PAGE one of the football cliché bible is littered with well-worn phrases trotted out on a weekly basis. Some true, some nonsensical, others bleedin' obvious.

One of the favourites churned out by managers and players is 'goals change games'. As it turns out, so do astonishingly poor and incompetent refereeing and assistant refereeing decisions, as Motherwell will surely testify after they slumped to a painful 2-0 defeat to Dundee.

Only 21 minutes were on the clock – well, there would be if Dens Park had one – when the match-altering moment abruptly smashed its way into this game. A deep looping cross from Scott McDonald on the right caught unconvincing home keeper David Mitchell off guard as he tried to pluck the ball out of the air on the line. He just about managed it but in doing so stumbled backwards into the goal, carrying the ball two yards over the line with him as he crashed into the post and then the inside of the side netting.

As the Motherwell fans started to celebrate in the Bob Shankly Stand behind Mitchell’s goal, the figures of referee John Beaton and assistant referee Ross Haswell didn’t flinch as play was waved on despite an incredulous Motherwell protesting furiously at the non-award.

“It’s clearly a goal. I thought that at the time and I’ve now seen the replay,” said a fuming Mark McGhee. “It didn’t cause us to lose the game but it caused us not to win it.

“At that point, we were starting to get at them, the crowd were putting pressure on and we could have gone on to win it. I didn’t get an explanation from the ref. You never get one. And as much as I am talking about the referee, the linesman has to help him. There are two of them and they can’t see it? I don’t understand that.

“Have I seen a worse decision? Yes. Last year at Dens when the same ref gave a penalty against Chris Cadden. I didn’t get an explanation for that one either.

“I need to say though that I was still disappointed with aspects of our first half. I was disappointed at the way we conceded in the first half and after the break, they just kept turning us.

“We also set ourselves up for that by being 1-0 down. We found it very difficult to get out against the wind and up the hill. We didn’t get going and didn’t do enough – and we lost the game ourselves.”

McGhee was right in his assessment. It was a key moment that definitely robbed Motherwell of taking the lead, but the opener on 40 minutes from young Cammy Kerr at the other end – scoring his first goal for Dundee – was not responded to.

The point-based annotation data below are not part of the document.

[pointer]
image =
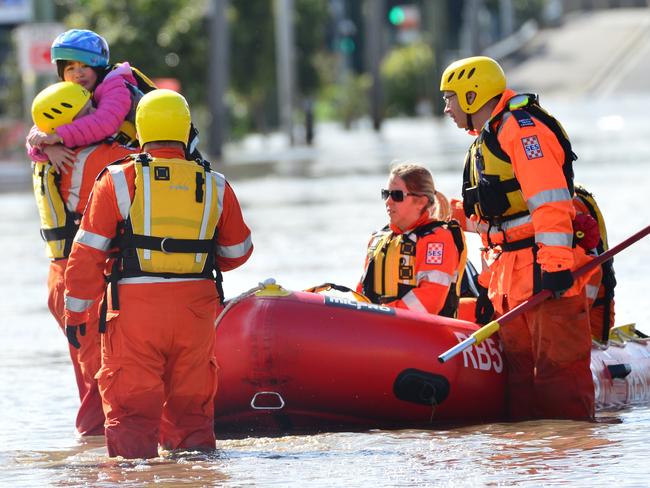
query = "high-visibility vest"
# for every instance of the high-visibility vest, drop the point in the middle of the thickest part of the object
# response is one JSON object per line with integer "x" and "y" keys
{"x": 171, "y": 226}
{"x": 490, "y": 189}
{"x": 390, "y": 271}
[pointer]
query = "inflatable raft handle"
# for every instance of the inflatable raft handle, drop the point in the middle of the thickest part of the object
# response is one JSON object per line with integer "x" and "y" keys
{"x": 486, "y": 331}
{"x": 273, "y": 394}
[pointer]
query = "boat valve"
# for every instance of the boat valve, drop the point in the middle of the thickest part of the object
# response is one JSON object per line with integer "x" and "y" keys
{"x": 267, "y": 400}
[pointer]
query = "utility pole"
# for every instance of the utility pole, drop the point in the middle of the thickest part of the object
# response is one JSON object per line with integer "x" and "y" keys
{"x": 436, "y": 20}
{"x": 218, "y": 71}
{"x": 374, "y": 16}
{"x": 506, "y": 18}
{"x": 285, "y": 63}
{"x": 470, "y": 42}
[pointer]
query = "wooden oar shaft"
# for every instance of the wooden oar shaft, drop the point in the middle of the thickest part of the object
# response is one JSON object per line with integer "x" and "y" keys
{"x": 489, "y": 329}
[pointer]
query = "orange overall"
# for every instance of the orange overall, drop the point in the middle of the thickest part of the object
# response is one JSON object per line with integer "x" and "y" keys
{"x": 74, "y": 188}
{"x": 548, "y": 349}
{"x": 159, "y": 375}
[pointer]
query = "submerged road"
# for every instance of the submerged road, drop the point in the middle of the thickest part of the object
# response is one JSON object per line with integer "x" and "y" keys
{"x": 592, "y": 54}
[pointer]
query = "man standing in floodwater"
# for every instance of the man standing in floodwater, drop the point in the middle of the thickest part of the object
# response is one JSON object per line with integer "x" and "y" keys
{"x": 517, "y": 193}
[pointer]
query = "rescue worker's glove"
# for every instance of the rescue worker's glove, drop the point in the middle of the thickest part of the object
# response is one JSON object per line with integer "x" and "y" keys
{"x": 557, "y": 281}
{"x": 484, "y": 308}
{"x": 71, "y": 334}
{"x": 586, "y": 232}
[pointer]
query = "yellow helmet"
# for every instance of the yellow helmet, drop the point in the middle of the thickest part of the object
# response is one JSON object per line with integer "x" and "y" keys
{"x": 58, "y": 104}
{"x": 162, "y": 115}
{"x": 478, "y": 74}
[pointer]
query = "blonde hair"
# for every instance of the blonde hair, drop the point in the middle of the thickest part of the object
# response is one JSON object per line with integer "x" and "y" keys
{"x": 419, "y": 180}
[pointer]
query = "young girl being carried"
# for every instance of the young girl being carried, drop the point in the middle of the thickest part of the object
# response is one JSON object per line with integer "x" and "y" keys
{"x": 82, "y": 57}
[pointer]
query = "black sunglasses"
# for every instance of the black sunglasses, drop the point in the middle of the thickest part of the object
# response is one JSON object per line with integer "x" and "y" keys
{"x": 396, "y": 195}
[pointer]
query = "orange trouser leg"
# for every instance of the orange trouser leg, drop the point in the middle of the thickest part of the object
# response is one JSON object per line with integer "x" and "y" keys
{"x": 85, "y": 361}
{"x": 467, "y": 309}
{"x": 549, "y": 353}
{"x": 158, "y": 376}
{"x": 517, "y": 345}
{"x": 564, "y": 386}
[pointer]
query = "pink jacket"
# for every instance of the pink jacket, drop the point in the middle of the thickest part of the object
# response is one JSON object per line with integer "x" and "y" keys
{"x": 113, "y": 101}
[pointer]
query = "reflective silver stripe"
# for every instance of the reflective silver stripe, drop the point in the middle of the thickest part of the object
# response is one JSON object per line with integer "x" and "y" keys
{"x": 146, "y": 253}
{"x": 438, "y": 277}
{"x": 121, "y": 190}
{"x": 412, "y": 302}
{"x": 592, "y": 291}
{"x": 482, "y": 228}
{"x": 548, "y": 196}
{"x": 206, "y": 211}
{"x": 526, "y": 219}
{"x": 139, "y": 280}
{"x": 236, "y": 250}
{"x": 77, "y": 304}
{"x": 554, "y": 239}
{"x": 49, "y": 168}
{"x": 77, "y": 177}
{"x": 221, "y": 188}
{"x": 93, "y": 240}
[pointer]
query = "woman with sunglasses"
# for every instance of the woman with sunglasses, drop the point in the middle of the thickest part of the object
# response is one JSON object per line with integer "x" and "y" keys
{"x": 417, "y": 261}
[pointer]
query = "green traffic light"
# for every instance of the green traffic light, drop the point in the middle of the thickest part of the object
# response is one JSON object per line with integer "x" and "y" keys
{"x": 347, "y": 45}
{"x": 396, "y": 15}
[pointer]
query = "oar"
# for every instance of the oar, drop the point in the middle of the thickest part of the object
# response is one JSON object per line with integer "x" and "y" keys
{"x": 490, "y": 328}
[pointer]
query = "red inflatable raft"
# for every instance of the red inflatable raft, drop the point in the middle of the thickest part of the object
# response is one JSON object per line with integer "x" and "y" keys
{"x": 296, "y": 362}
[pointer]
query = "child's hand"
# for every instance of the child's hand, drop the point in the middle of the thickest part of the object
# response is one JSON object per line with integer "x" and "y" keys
{"x": 40, "y": 139}
{"x": 60, "y": 157}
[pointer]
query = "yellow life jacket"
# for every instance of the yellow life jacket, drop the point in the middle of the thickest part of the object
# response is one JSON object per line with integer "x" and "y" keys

The 21-year-old did fantastically well to dispossess a dithering McDonald inside his own half to drive towards goal and play in Craig Wighton to shoot at Craig Samson. The former Peterhead loanee was switched on enough to continue his run to the back post to slam in the rebound.

It sent Motherwell into at half-time behind and the team that emerged in the second half never fully recovered or looked like shaking off the body blow of not getting the first goal. Instead, it was a resurgent Dundee who seized the opportunity offered up to them to march towards their first home win of the campaign.

Samson saved from Wighton on 50 minutes before then turning a Marcus Haber header on to the bar from close range. Defender Kevin Holt also should have scored on 67 minutes instead of dragging a poor shot wide from the edge of the area with time and space.

Motherwell simply didn’t look at the races at this point and the few hundred who had travelled up from Lanarkshire finally got the green light to head back down the road early as the match was wrapped with 10 minutes to go. Man-of-the-match Wighton turned Motherwell defender Ben Heneghan on the wing, leaving him for dead as he drove purposefully along the byeline into the box. His neat cutback went straight to Haber and the former St Johnstone man smashed the ball beyond Samson from six yards.

It is a result that takes Dundee off the foot of the table and above their visitors, albeit on goal difference, as Ross County sink to the bottom ahead of their home game with Rangers today. Their win – only their third of the Premiership season and their second in a week – may have been fortuitous in the manner it was sparked, but Paul Hartley’s team rarely looked like a team befitting such a lowly position.

“I thought that’s the best we’ve been in terms of a team performance,” said the Dundee manager, who also lost defender Kevin Gomis midway through the second half with a shoulder injury. “I felt we deserved it. Yeah we maybe got a little bit of luck but overall I think we were the better team.”